Ping An Insurance — Analysts say Fortis' troubles will hurt its biggest shareholder, the Chinese insurance company Ping An. Its shares fell nearly 10 percent on Monday.
HSBC — The London-based bank HSBC announced that it will cut about 1,100 jobs worldwide, about half of them in the United Kingdom. The bank, which has a global workforce of around 335,000 people, announced the cuts after it was forced to write off about $14 billion in bad debts, most of them in the U.S. In February 2008, The Banker magazine declared HSBC the world's most valuable banking brand.

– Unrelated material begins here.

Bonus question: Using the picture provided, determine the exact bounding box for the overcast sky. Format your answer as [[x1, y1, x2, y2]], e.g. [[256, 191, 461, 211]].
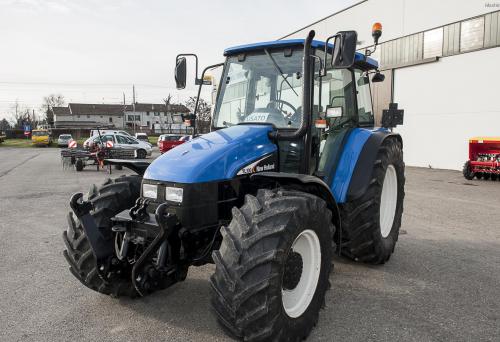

And some banks may be poised to get bigger by absorbing weaker banks:
Banco Santander — This Spanish-based bank got a bargain by picking up Bradford & Bingley's 197 branches for about $1.1 billion. The branches come with nearly $30 billion worth of deposits. Santander is the second-largest bank in Europe, and analysts say it is well-capitalized and could expand further.
Barclays Bank — Barclays shares were down nearly 9 percent on Monday, but analysts say the London-based company is among Europe's better-capitalized banks and could be among the bargain hunters as weaker banks are sold off. Barclays picked off some of the operations of the bankrupt Lehman Brothers.
BNP Paribas — The giant French bank was hit by the subprime mortgage crisis last year but remains the second-largest bank in the Eurozone in terms of market capitalization, according to The Banker. There has been speculation that BNP Paribas could be looking at a merger with Societe Generale, the France-based bank that was shaken last year by a fraud case.